Model for eIF4A binding and inhibition by PDCD4. (A) Binding model between MA3-m and eIF4A-FL based on NMR and SPR analysis. The solid arrow shows the interaction between eIF4A-NTD and MA3-m. The dashed arrow shows the predicted interaction between eIF4A-CTD and MA3-m. The binding interface for eIF4A-CTD was predicted based on the interaction between eIF4G-MA3 and eIF4A-CTD (A.M., C.S., K.A.E., and G.W., unpublished work). (B) Model for binding between PDCD4 MA3-dual and eIF4A-FL. Binding interfaces for eIF4A-NTD and CTD are marked as N and C, respectively.

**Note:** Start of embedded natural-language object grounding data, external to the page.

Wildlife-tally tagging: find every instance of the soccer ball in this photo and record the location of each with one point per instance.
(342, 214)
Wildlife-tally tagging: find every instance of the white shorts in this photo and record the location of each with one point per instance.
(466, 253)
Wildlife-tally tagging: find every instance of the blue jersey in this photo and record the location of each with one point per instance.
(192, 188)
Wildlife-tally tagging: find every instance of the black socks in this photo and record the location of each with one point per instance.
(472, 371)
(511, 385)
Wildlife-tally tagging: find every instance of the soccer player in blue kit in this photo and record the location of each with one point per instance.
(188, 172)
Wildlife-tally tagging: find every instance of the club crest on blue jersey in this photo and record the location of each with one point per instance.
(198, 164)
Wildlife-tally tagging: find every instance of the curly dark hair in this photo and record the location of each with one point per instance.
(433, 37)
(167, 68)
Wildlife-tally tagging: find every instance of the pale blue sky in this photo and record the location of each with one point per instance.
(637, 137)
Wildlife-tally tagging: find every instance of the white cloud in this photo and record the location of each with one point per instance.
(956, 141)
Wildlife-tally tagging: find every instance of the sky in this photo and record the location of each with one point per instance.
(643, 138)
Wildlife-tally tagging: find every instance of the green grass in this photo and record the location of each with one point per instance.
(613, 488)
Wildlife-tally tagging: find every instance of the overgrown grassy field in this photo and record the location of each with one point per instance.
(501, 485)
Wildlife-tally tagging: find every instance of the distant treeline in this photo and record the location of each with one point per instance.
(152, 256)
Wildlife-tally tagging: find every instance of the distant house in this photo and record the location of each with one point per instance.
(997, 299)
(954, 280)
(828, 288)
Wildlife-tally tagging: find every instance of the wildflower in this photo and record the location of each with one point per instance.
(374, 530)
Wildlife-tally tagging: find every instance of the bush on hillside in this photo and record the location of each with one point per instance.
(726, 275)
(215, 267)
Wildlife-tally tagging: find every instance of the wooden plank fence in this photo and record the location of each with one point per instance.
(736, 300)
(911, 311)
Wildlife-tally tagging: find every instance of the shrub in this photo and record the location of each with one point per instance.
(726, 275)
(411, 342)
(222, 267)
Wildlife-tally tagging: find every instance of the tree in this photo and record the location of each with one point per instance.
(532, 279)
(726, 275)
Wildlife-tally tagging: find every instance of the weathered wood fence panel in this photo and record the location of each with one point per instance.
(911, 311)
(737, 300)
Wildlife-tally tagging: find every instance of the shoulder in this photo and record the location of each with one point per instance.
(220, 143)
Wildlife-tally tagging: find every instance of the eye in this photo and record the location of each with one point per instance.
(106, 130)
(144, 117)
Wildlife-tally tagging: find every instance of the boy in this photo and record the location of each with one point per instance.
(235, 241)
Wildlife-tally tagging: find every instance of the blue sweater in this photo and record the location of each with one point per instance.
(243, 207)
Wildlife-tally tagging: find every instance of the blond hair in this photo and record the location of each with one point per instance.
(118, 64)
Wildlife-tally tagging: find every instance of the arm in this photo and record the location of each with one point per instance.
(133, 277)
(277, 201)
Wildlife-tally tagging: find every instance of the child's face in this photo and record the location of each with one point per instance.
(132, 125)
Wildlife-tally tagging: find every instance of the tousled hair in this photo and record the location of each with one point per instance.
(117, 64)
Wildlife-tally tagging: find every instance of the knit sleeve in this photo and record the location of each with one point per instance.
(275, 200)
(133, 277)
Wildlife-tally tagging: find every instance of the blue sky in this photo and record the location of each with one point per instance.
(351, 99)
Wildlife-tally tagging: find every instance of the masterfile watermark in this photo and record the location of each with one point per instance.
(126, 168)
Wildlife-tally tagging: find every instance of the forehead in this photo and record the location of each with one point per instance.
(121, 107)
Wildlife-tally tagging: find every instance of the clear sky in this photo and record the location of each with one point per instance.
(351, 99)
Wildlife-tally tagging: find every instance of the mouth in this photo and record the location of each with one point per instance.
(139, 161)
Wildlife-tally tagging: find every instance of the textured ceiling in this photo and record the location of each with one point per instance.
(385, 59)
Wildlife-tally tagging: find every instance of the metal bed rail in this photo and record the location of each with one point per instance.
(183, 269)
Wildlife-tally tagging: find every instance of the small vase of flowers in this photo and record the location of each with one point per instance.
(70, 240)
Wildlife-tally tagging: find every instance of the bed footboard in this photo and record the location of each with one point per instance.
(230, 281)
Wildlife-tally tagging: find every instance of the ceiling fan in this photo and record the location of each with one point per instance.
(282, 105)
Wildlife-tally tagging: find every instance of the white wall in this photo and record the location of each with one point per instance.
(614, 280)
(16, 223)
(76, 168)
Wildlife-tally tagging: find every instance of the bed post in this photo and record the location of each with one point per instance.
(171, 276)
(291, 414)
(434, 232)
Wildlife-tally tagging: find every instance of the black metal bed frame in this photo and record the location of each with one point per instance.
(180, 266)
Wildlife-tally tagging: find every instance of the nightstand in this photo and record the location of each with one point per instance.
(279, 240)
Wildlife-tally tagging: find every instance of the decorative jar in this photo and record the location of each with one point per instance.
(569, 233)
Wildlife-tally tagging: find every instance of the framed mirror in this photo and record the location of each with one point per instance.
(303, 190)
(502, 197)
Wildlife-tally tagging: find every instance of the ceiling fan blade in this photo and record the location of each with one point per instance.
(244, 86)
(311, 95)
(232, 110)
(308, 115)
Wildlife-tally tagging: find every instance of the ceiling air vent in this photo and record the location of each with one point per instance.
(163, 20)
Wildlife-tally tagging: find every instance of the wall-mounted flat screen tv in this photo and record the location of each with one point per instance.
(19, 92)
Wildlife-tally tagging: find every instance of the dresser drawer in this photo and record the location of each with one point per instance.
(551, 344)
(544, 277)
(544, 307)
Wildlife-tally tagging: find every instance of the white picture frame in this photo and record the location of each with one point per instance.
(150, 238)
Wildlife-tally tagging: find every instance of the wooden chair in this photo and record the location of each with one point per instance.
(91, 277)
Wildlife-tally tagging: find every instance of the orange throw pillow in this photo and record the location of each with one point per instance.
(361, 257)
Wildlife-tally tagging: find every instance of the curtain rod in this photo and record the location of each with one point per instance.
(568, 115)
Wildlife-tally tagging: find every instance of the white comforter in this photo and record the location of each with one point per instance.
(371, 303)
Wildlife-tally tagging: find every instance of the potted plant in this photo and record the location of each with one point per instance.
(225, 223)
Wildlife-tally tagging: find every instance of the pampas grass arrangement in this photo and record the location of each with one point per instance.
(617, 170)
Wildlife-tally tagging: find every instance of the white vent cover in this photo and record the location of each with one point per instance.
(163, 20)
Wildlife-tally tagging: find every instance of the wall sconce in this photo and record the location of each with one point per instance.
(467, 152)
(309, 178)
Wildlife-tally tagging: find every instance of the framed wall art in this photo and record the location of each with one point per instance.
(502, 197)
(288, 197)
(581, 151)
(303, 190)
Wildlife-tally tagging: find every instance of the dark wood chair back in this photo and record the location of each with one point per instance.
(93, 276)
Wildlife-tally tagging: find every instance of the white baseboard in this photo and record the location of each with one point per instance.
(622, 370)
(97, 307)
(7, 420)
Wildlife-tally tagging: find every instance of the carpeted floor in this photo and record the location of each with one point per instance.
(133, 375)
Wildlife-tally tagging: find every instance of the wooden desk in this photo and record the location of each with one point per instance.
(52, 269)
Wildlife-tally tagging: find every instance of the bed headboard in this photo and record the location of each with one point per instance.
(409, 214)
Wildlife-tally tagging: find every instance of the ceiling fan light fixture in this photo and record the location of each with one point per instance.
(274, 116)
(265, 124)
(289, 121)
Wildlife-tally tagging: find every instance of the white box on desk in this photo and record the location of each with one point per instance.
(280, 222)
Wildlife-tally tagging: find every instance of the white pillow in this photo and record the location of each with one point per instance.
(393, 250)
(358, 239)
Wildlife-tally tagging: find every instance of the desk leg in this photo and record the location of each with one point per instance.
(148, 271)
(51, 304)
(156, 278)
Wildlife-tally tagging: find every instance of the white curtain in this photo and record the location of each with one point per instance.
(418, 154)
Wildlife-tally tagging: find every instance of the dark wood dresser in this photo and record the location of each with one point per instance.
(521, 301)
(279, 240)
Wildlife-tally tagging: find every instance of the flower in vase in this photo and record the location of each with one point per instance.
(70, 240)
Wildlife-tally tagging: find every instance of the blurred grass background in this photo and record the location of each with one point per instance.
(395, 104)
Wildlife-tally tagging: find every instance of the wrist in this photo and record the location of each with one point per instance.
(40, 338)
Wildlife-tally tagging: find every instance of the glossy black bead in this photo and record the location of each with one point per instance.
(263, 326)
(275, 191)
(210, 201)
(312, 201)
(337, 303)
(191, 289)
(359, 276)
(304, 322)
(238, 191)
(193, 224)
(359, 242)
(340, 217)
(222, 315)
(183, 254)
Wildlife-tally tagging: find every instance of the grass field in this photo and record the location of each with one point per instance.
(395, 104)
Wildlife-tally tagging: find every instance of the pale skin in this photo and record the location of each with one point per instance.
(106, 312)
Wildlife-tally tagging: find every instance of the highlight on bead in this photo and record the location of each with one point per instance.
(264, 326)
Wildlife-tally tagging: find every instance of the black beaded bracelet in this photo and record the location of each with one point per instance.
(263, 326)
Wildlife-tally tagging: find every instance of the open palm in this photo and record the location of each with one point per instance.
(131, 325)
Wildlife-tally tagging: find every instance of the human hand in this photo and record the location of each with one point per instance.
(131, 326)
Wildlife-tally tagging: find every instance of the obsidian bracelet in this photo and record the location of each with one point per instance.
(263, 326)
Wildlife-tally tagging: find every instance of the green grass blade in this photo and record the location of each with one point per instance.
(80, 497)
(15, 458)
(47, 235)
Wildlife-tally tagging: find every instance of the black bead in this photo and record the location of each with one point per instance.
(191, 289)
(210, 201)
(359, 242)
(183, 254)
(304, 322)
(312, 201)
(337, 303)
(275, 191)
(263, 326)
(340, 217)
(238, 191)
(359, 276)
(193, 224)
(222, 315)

Because the 1:1 complex (Upper) could leave one free eIF4A-NTD-binding surface on PDCD4 and one putative eIF4A-CTD-binding surface, a 1:2 complex is also possible. (C) Model for inhibition of eIF4A by PDCD4. (i) eIF4A binds to both eIF4G-MA3 and eIF4G-m in the presence of RNA and ATP. (ii) When the PDCD4 MA3 domain binds, eIF4G-MA3 and RNA are displaced from the eIF4A-NTD but not eIF4A-CTD. (iii) PDCD4 forms an inactive complex with eIF4A and eIF4G and inhibits eIF4A helicase activity. PDCD4 also binds eIF4G-m, possibly mediated by the N-terminal region of PDCD4. The PDCD4-eIF4G-m interaction could be stabilizing the complex, thus enhancing the inhibition effect.